We can debate whether the UK’s approach to nuclear regulation is too burdensome, but we should not elide the problems regulation is trying to solve. You can see the costs imposed by previous nuclear power plants on today’s taxpayers by looking at the energy department’s budget, below. The cost of nuclear decommissioning looms large.
When people — including AI companies looking to nuclear to quench their growing energy demands — say regulation needs to be slashed, they need at the very least to explain how they plan to account for the long term costs of handling nuclear waste (alongside immediate concerns like safety). Businesses should pay for the full, long-term costs they create, not just the ones that they bear today.

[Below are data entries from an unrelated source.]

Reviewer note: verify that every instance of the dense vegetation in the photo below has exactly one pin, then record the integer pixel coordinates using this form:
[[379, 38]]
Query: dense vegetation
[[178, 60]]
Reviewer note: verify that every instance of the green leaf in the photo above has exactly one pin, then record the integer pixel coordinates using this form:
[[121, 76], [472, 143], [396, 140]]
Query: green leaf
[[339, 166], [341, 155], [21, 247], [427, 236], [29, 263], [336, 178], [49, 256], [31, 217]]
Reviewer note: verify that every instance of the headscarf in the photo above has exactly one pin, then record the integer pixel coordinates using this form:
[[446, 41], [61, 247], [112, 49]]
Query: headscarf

What can governments do to tackle these long-term externalities?
First, back their regulators and make companies contribute today towards the costs of future damage. This may be unpopular, but costs are costs whether they accrue today or in several decades’ time.
Second, put more effort into preventing legitimate businesses being undercut by those who break the rules. That means investing more in enforcement efforts at home, to dissuade businesses that do not follow the rules. It also means enforcing regulatory standards on imports, to ensure that domestic firms are not undercut by those following lower environmental standards. We should not keep consumer prices low by degrading the environments of other countries.
Third, the government should spend more tackling historic environmental damage, where it is too late to make someone pay. In cities like Liverpool, Manchester and Glasgow, the state has helped to revitalise parts of city centres by remediating land and either replacing or reusing their industrial heritage. This has generally coincided with economic recoveries in their city centres. But these efforts are generally confined to central areas, and haven’t spread widely enough to turn around their whole city regions, let alone more distant towns. Whether land is reused for homes, offices or parks, putting more of it back into use is a good use of public money.
Looking after the environment is a long game, but it is one we should play. The way we run our economy today can affect places for centuries, and not just through its impact on the climate. Just because we can’t see an externality right now, it doesn’t mean we shouldn’t deal with it.